For the past 3 months, I have felt like I’ve been tight roping between two worlds. In July, I interned for Environmental Ethics and soon came running back to join Montana Afoot and Afloat (thanks, Matt!). Exploring Montana landscapes with a tight knit community of extremely thoughtful and lovely human beings feels like pure magic; wonder-filled, it seems like a separate realm where we get to live out our most central hopes and dreams for our lives, showing up exactly how we were born to be, held and supported by both the land and each other. Because (let’s be honest) when you’re crouched in lightning position with hail pelting your back, you have no choice but to show up exactly as you are. And when you watch the full moon rise and illuminate the Missouri River, her limbs extending to greet your face so firmly, your shadow appears and whatever words escape your lips in that moment have never been more true. Whenever I come back into the front country, I feel completely disorientated. Everything is loud and moving so fast. We walk past each other without truly seeing one another. I become paralyzed standing in the grocery aisle, spending 15 minutes choosing peanut butter. It feels strange to me that this all used to feel normal, that I didn’t question why we allow consumption to govern our lives, why we create our separate worlds from nature, building barriers and distractions to keep out the world in which we came. And this dichotomy is the problem, right? If we don’t see ourselves as part of nature, how will we ever solve our ecological crisis?
Ending my time in the field feels like walking head-on into the fog. As a recent college graduate, I have felt terrified of navigating this so-called ‘real-world’. How will I find something that feels as beautiful and true as being on course makes me feel? How can I possibly bridge this gap between backcountry experiences and the issues we need to address, to align our lives with ecological systems? Essentially, how do I rid this separateness in myself and carry that knowing forward into my life and work?
By the end of my time in the field, I felt less afraid. As I returned to society, many beautiful learnings from the field emerged with me. They have given me hope to connect these two worlds, carrying all the WRFI magic I’ve discovered into the next chapter of my life. Here are just a few:
- Everything is defined relationally. I am, because you are, because we are. When we harm the earth, we harm ourselves. When we uplift and empower each other, we lift our own spirits. Community is not just important, it is essential. When we see that we (humans, animals, plants, water, soil, space dust) are all connected, we see that every action has rebounding and rippling effects, simultaneously having an impact beyond our imagination and affecting our own central being.
- Stillness. When I am still, I am able to truly listen. Whether it’s the rustling of cottonwood leaves along the Missouri, or sandhill cranes in Paradise Valley, living outside reminds us of the life continuum. Life has been happening for billions of years before us and will continue after us. Our problems are likely not that unique at all. And the answers we seek already exist, embedded in the systems and patterns spiraling from the beginning of time.

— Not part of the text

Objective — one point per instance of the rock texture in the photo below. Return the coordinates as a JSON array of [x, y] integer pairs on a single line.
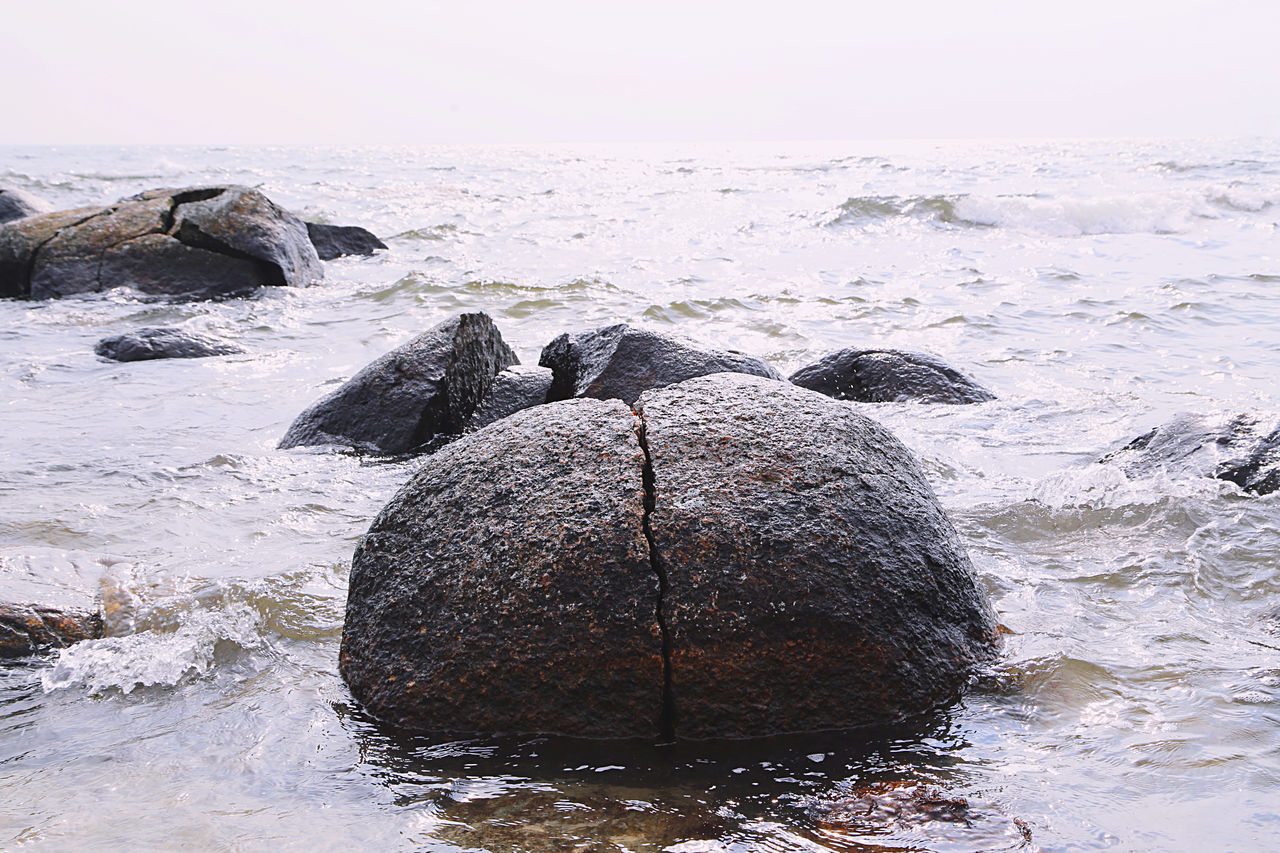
[[507, 588], [337, 241], [516, 388], [26, 629], [620, 361], [163, 342], [888, 375], [739, 557], [813, 580], [1230, 447], [16, 204], [414, 395], [195, 242]]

Nature is speaking to us–can we be still and listen?
- Biophilia. Love for life. Surrounded by students and instructors who carry a genuine joy for life is a gift that keeps expanding. Joy isn’t just an aspect of who we are, it becomes the medium in which we move through every action. Mid-morning dance parties, pausing class to bird watch, staying up late to stargaze, playing tag to warm up on frosty mornings, watching prairie dogs sunbathe, dyeing each other’s hair in the Lewistown laundromat (sorry Mom and Dad, my hair is now purple), laughing at the same jokes over dinner each night, hiking in watercolors and cribbage even though our packs are full. When joy is the default, it becomes gratitude. How lucky are we to exist in this absurdity of the universe? And gratitude translates to responsibility; a commitment to care for each other, for all members of the earth.
Back in the Snowies, we followed the fogline to the summit, linked hands and raised our faces to howl at the sky, laughing as rain and wind howled back at us. On our descent down, the most peculiar thing happened. The dense fog had shifted sides completely. What was once obscured revealed itself to be a spectacular view of more mountains and valleys. No longer was it the possible end of the world, but a continuation of a landscape we had come to love. Meanwhile, the path we had taken up had become barely visible. But we were unafraid. We knew this way, this land. After all, it was where we came from.